L’avis médical du 9 avril 2025 indique un contact distant et étrange, un discours pauvre, désorganisé avec des barrages multiples. Le patient est déréalisé, présente des angoisses importantes et des hallucinations acoustico-verbales envahissantes, avec une participation affective et un trouble de l’attention associé. Le comportement est imprévisible. Il ne critique pas ses troubles et n’accepte pas les soins, rendant nécessaires des soins intra-hospitaliers sans consentement.
Le certificat médical de situation du vendredi 18 avril 2025 établi par le docteur [E] relève utilement que M. [K] est un « patient de contact distant, présentation négligée. Le discours est lisse et plaqué. Il y a des bizarreries du comportement et rires immotivés, ainsi que des soliloquies témoignant d’un envahissement hallucinatoire manifeste, que le patient nie. Humeur exaltée et tachypsychie. Absence de critique des troubles. Plusieurs demandes de sortie. Devant le tableau clinique, des soins intra-hospitaliers restent indiqués pour une adaptation thérapeutique et des explorations supplémentaires. Au vu de l’anosognosie et de l’opposition aux soins, des soins sans consentement sont nécessaires ».
Le médecin préconise le maintien de la mesure d’hospitalisation sous contrainte en hospitalisation complète.
En l’état des pièces médicales soumises au débat contradictoire, et du certificat médical de situation du vendredi 18 avril 2025 permettant d’évaluer utilement l’évolution du patient, l’état de santé de M. [V] [K], impose des soins psychiatriques immédiats assortis d’une surveillance médicale constante et justifie la poursuite de l’hospitalisation complète.
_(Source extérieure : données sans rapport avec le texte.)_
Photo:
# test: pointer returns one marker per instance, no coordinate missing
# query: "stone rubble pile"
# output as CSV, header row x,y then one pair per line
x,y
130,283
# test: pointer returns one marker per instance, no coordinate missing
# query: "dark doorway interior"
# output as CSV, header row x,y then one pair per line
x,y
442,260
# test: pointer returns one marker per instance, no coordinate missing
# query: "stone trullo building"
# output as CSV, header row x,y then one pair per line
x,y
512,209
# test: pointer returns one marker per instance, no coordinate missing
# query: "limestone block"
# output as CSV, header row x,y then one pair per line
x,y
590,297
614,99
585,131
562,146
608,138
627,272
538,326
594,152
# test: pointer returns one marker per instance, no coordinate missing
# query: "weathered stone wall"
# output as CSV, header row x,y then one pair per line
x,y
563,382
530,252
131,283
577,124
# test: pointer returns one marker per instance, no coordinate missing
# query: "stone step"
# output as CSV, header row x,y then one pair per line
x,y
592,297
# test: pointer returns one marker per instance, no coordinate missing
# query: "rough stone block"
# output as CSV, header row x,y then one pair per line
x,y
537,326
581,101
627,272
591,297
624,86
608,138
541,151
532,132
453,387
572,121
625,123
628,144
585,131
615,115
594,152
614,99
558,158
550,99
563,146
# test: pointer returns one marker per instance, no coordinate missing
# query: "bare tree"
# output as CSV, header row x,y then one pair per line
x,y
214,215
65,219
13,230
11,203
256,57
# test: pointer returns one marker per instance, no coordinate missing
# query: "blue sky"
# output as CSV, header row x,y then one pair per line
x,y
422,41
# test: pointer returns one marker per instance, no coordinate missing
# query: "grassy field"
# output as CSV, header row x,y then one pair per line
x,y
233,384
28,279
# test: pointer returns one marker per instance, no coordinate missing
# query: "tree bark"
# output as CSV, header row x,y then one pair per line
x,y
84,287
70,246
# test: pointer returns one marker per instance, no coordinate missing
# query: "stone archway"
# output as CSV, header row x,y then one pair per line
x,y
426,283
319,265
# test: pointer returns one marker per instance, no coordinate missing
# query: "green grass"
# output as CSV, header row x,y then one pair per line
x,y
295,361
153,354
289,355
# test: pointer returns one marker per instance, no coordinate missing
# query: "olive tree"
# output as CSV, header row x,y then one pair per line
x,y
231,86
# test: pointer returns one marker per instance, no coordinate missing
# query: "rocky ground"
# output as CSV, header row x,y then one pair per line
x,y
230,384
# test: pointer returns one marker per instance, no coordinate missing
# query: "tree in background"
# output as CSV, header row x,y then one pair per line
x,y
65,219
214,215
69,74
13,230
Il convient de confirmer la décision du juge de première instance ayant ordonné le maintien de la mesure, étant rappelé que l’appréciation du consentement aux soins est un élément médical.
PAR CES MOTIFS,
Le magistrat délégué du premier président, statuant en dernier ressort, publiquement, par décision réputée contradictoire mise à disposition au greffe,
DÉCLARE l’appel recevable,
CONFIRME l’ordonnance du juge des libertés et de la détention,
LAISSE les dépens à la charge de l’État.
Ordonnance rendue le 24 AVRIL 2025 par mise à disposition au greffe de la cour, les parties en ayant été préalablement avisées dans les conditions prévues au deuxième alinéa de l’article 450 du code de procédure civile.
LE GREFFIER LE MAGISTRAT DÉLÉGUÉ
Notification ou avis fait à :
X patient à l’hôpital
ou/et ' par LRAR à son domicile
X avocat du patient
X directeur de l’hôpital
X tiers par LS
' préfet de police
' avocat du préfet
' tuteur / curateur par LRAR
X Parquet près la cour d’appel de Paris
AVIS IMPORTANTS :
Je vous informe qu’en application de l’article R.3211-23 du code de la santé publique, cette ordonnance n’est pas susceptible d’opposition. La seule voie de recours ouverte aux parties est le pourvoi en cassation . Il doit être introduit dans le délai de 2 mois à compter de la présente notification, par l’intermédiaire d’un avocat au Conseil d’Etat et à la Cour de cassation.
Le pourvoi en cassation est une voie extraordinaire de recours qui exclut un nouvel examen des faits ; il a seulement pour objet de faire vérifier par la Cour de Cassation si la décision rendue est conforme aux textes législatifs en vigueur.
Ce délai est augmenté d’un mois pour les personnes qui demeurent dans un département ou territoire d’outre-mer et de deux mois pour celles qui demeurent à l’étranger.